Ben Aris in Moscow -

Russia has already hit the reset button with America, but European leaders want to go further. EU dignitaries flocked to the Russian town of Rostov-on-Don on June 1 to press the fast forward button to closer ties to Russia, and were met by a willing Kremlin that wants the same.

The summit was remarkable for the change in mood. EU-Russian relations have been in a tailspin for several years, reaching their nadir during the disastrous eight-day Russo-Georgia war in August 2008. However, since then the world has been ravaged by the international economic and financial crisis, and Europe is casting about for new business opportunities that will allow it to grow its way out of the debt pit in which it finds itself. Russia fits the bill, and more importantly, is also looking for new partners as a result of the crisis.

EU President Herman Van Rompuy told reporters at the close of the meeting that the 27-member bloc wanted to be a close partner in Medvedev's drive for a more competitive and diversified economy, and hinted that the Europeans are better suited for this than the Americans.

"With Russia, we don't need a reset.

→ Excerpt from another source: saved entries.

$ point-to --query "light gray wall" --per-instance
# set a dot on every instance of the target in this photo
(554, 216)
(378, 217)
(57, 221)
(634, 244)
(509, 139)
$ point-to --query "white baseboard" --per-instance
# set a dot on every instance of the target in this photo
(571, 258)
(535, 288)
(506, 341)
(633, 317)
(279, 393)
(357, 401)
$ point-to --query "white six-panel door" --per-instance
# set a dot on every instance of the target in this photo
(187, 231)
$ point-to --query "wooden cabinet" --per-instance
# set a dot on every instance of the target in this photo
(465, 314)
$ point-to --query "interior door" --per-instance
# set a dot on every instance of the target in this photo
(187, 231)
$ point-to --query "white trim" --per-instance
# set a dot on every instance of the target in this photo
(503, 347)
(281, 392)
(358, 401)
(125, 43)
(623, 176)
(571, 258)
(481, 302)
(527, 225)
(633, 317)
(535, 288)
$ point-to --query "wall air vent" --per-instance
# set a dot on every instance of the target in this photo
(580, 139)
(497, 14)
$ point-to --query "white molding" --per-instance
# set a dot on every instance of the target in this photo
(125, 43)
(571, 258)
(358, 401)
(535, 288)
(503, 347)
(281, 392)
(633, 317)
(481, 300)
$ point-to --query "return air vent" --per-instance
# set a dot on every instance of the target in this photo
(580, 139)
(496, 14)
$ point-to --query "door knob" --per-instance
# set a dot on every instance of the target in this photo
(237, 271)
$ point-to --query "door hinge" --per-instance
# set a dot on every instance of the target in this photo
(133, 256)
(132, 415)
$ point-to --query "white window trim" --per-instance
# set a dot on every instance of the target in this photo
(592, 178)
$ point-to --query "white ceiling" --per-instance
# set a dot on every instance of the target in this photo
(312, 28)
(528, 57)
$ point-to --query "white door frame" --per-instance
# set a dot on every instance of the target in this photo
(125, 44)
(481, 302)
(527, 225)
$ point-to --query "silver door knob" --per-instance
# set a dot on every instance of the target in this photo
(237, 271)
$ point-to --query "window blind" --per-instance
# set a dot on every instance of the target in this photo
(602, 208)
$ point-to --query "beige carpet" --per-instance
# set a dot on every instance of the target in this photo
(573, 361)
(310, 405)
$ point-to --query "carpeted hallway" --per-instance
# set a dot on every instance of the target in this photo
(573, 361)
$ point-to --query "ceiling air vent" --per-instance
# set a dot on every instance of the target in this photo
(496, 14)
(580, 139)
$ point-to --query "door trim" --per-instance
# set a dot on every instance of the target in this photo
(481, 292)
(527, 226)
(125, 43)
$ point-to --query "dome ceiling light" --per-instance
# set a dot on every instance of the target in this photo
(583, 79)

We want a fast-forward," he said, referring to the "reset" of relations between Moscow and Washington last year.

Flush with hundreds of billions of petrodollars, Russia's reform zeal wilted in recent years and the state was actively excluding some investment into what are considered strategic sectors of the economy. However, after oil prices tumbled from record highs of around $150 per barrel to a low of $42 last February, the economy came to a stand still, and the Kremlin is now running its first deficit in nearly a decade. The experience has also convinced the Kremlin that it has no choice but to diversify the economy away from natural resources - and that means real reforms and actively wooing foreign investors.

"Russia will collapse unless its social structure and economy are modernized," Russian president Dmitry Medvedev told senior members of parliament on the eve of the EU summit. "We have no other alternative. If we fail to modernize, the country will collapse and the economy will degrade."

Thus the improvement in relations - which has been building over the last year - became explicit at the 25th EU-Russian summit. This was no surprise. The Kremlin's adoption of a pragmatic and business friendly foreign policy this year, had already been 'leaked' to the press in May. Penned by Foreign Minister Lavrov, the new approach proposes to form 'alliances for modernisation' with at least 14 EU Member States.

On the flip side the leading members of the EU have been reassessing their relationship with Russia. Germany has long been Russia's best friend in the EU, but France is a more recent addition to the club; whilst since the change of government in Poland, rapprochement is gathering momentum, and a similar change of administration in the UK has also raised hopes for a fresh start in relations. The Baltic States remain prickly, but their economic problems have also made them more pragmatic in dealing with Moscow, while countries in southern Europe have thrown themselves at Moscow in an attempt to attract Russian capital.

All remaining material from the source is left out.